I was walking through the hall at Children's the morning of discharge and ran into a social worker and a discharge care nurse who have worked on Nathaniel's case in the past. They had not heard he was in the hospital; they stopped me and asked about him. I shared how stuck I felt - knowing he needs better services and not having the time to advocate for those within the managed care plan because I was too busy providing hands on care. They offered some suggestions and a phone number and another nudge to continue to fight for Nathaniel's and our family's needs.
This week in addition to caring for Nathaniel without Rich, a big focus of my energy has also been spent picking up the role of advocate again. I have learned more about the system and what programs might be available for Nathaniel's needs. Thank goodness for the speaker option on my cell phone. It gives me two hands to suction while waiting through a twenty-four minute hold. This morning, I had a two hour meeting with someone who assessed Nathaniel. The meeting took place in my home while I was caring for Nathaniel. The nurse witnessed how many times I suction Nathaniel an hour and how his care often requires four hands, not just two. She closed our meeting offering our family thirty more private duty nursing hours a week. And instead of reviewing in three weeks, she will review just four times a year.

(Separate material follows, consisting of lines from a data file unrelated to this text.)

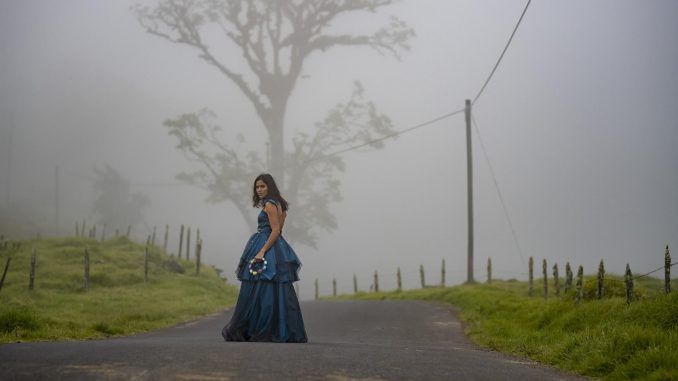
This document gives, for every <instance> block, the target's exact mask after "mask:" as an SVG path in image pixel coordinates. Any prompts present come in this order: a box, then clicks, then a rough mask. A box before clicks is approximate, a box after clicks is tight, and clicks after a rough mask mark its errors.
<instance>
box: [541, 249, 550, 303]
mask: <svg viewBox="0 0 678 381" xmlns="http://www.w3.org/2000/svg"><path fill="white" fill-rule="evenodd" d="M541 272H542V275H543V276H544V299H546V298H548V297H549V282H548V273H547V272H546V258H544V260H542V262H541Z"/></svg>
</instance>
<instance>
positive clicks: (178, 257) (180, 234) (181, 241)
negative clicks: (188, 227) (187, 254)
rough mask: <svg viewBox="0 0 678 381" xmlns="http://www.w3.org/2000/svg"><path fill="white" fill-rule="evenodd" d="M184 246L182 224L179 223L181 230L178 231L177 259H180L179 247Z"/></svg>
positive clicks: (179, 252)
mask: <svg viewBox="0 0 678 381" xmlns="http://www.w3.org/2000/svg"><path fill="white" fill-rule="evenodd" d="M183 246H184V224H181V231H180V232H179V253H178V254H177V259H181V248H182V247H183Z"/></svg>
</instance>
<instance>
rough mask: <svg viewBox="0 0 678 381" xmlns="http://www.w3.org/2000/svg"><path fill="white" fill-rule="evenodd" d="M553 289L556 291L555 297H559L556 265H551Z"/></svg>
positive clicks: (558, 285)
mask: <svg viewBox="0 0 678 381" xmlns="http://www.w3.org/2000/svg"><path fill="white" fill-rule="evenodd" d="M553 288H554V289H555V290H556V296H560V279H558V264H557V263H555V264H554V265H553Z"/></svg>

I want to take a big deep breath and rest in this new provision.
It means more help. I can have a day shift nurse Monday through Friday again. It means I no longer have to stop on the highway in rush hour traffic on the way home from a doctor's appointment to suction Nathaniel who just vomited and is coughing and aspirating alone in the backseat.
Yet I know intimately the next hurtles. Conducting nurse interviews. Finding the right nurses. Training. Learning to become a team with strangers. Being vulnerable to have more people in our home more hours of the day.
Last night rocking Nathaniel, I played Matt Hammitt's song All of Me over and over. I have played the song often in the last year. The words are so true to my experience of being Nathaniel's mommy. "Afraid to love something that might break... I can't give you half my heart and pray He makes you whole... Let me recklessly love you, even if I bleed... you're going to have all of me..."
This week, recklessly loving Nathaniel means accepting more help. It mean opening our doors to more agencies. More caregivers. More relationships. More time focused on managing Nathaniel's care team and less time actually with Nathaniel. It means more signatures on HIPPA forms that result in less privacy. It means more help in the nursery, but fewer snuggles between mommy and daddy in their bed. It means more. But in an odd way, it also means less.